Tuesday, 11 September 2012

Tall people, tulip mania, tolerance...

...and other reasons why living in the Netherlands is mighty fly 

I was walking through Amsterdam a few days ago and it suddenly struck me: it should be illegal for any nation to be this tall. It just makes the rest of us wee ones feel inadequate. The few Dutch friends I knew prior to moving to the Netherlands were pretty darn tall, but it is only after spending a few months here that I have started to understand how this nation can get away with calling mini-golf “midget golf” (no joke). 
A bike and mucho cheese: what else
does anyone need in life?

Firstly, their diet seems to be approximately 93% based on dairy products. I mean they drink milk ALL THE TIME: over breakfast, lunch and dinner, at home, during business meetings, and I reckon they are trying to put France to shame through their consumption of cheese. These folks are pragmatic though, they don’t deal with runny stinky cheeses, they go for the semi-hard Gouda or Edam cheeses which come in round cheese wheels. So just in case the nation’s healthy obsession with cycling wanes, they can always just ride around on cheese wheels. Just a thought.
The heyday of Dutch football with Johan
Cruijff and outfits as well as haircuts
that were apparently tolerated in the 80s

The other - perhaps marginally more dull - reason they are so tall is apparently that there is a fairly even distribution of wealth in the Netherlands so everyone has access to decent health care. I know, I can hear you yawning already. But bear with me: wealth is an important characteristic of this nation as the Dutch are commercial down to the bone and always have been. You could be forgiven for writing the country off. After all, none of its football clubs has won the Champions League since Ajax in the mid 90s, they lost to Spain in the 2010 World Cup final (curse of the wrong kit sponsor, no doubt), and the nation will be one of the first wiped off the world map when the ice cap melts. But not so fast.
Tulip mania


This is the home of early modern Europe’s wealthiest trading city, the first full time stock exchange, and the world’s first recorded financial bubble... due to tulips, no less. You think we’re in a crisis, now rewind back to 1637, when a single tulip bulb cost up to ten times a craftsman’s annual income. Now there, when they do things, the Dutchies don’t go halfway. 

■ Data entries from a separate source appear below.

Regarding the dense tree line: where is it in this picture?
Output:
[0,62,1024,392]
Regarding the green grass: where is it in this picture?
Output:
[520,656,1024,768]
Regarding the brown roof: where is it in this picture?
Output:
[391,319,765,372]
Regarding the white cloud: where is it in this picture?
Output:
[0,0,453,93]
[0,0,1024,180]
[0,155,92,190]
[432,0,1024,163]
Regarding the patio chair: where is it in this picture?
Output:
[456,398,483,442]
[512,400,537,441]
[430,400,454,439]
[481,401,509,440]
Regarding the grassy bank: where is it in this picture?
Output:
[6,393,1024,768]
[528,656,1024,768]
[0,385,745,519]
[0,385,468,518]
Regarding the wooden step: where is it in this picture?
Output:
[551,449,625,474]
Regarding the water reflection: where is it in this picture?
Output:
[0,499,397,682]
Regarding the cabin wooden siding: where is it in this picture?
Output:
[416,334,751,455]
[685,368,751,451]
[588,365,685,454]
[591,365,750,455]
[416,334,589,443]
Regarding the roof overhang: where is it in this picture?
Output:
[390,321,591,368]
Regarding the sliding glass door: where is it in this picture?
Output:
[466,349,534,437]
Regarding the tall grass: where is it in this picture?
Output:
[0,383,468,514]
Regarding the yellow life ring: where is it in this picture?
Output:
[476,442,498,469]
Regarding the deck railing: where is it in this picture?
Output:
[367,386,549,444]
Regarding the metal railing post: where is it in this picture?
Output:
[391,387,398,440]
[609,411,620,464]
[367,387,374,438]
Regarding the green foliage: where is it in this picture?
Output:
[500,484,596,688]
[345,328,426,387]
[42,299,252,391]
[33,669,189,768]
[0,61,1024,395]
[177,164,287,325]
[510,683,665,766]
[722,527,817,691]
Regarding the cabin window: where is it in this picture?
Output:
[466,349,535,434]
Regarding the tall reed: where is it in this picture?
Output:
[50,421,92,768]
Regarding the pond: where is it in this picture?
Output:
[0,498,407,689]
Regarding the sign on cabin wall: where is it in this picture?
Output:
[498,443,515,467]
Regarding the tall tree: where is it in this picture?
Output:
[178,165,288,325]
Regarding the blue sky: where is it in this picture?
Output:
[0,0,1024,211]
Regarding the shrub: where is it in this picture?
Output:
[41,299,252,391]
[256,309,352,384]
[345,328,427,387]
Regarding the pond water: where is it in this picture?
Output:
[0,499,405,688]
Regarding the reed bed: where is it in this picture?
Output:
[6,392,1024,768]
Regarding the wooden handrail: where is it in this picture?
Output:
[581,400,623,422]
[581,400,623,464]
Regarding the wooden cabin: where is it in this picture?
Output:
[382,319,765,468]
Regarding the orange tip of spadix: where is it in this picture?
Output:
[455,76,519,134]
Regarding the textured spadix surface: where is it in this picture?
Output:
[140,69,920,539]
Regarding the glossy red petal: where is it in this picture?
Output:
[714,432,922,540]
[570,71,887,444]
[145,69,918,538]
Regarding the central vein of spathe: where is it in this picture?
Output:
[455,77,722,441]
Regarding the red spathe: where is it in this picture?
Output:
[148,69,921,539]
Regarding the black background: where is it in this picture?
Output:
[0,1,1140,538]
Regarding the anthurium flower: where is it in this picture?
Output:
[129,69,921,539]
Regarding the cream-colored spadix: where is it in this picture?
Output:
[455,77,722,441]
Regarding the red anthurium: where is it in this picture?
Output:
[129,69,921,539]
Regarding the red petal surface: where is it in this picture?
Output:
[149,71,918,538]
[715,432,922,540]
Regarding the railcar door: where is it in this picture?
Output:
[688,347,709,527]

Flash forward to 2012, people here are so commercial that most actually speak fluent English (at least in the larger cities). Broadcasting soap operas and movies in English may have something to do with their fluency, but I can assure you it’s not just because of Gossip Girl. The Dutch are multilingual because they know few people will make the effort to learn their expressive but guttural language, and if they want to be successful in business, they need to speak foreign languages. Most pupils therefore have to learn English, French and German in school, and parents seem to think that it’s perfectly normal to drive their campervans 1,200 kilometers to the Italian or French riviera every summer...


Flypast of canal in red light district
The country’s openness to other countries is also evident in its permissive and tolerant culture at home. And by this, I am not only talking about the colourful Red Light District or the lenient drugs policy. As an aside, all drugs are actually forbidden in the Netherlands. The government just has a policy of non-enforcement that tolerates people smoking cannabis inside coffee shops. And Dutch people don’t smoke. That’s left for drunken tourists on stag weekends.

Perhaps a more revealing historical insight into Dutch tolerance is exemplified by the fact that at the height of the Protestant Reformation, when Catholic public mass was strictly forbidden, the Dutch allowed Catholics to build a hidden church on the top floor of a canal home to hold regular mass. So it’s not perchance that John Lennon and Yoko Ono chose the Amsterdam Hilton Hotel to kick-off their one week “bed-in” honeymoon to promote peace in 1969. As long as you respect the law (or at least its more practical daily interpretations), you can pretty much do as you please here.

But don’t think that this is a country that is all about peace & love and which sits on the fence in all circumstances either. The Netherlands proclaimed neutrality in both World Wars, but was notable for not turning a blind eye when the Jews were brutally arrested and deported from Amsterdam in February 1941. I think I am correct in saying that it was the only nation that actually went on a general strike in response to the Jewish deportation, a strike that was unfortunately suppressed by the Germans three days later, but a public strike nonetheless. 

Bloemendaal beach
So it is not too surprising that the Dutch are very proud of their nation. If you are not convinced with the reasons highlighted above, perhaps you will agree with me that endless admiration should be bestowed upon anyone who can wear orange in a way that puts Easyjet crew members to shame?! Oh, and they even have beaches. You have six weeks left to visit, and no, there is no way a beach outing is on the cards now. There are thundery showers and it is a mighty fine 13C.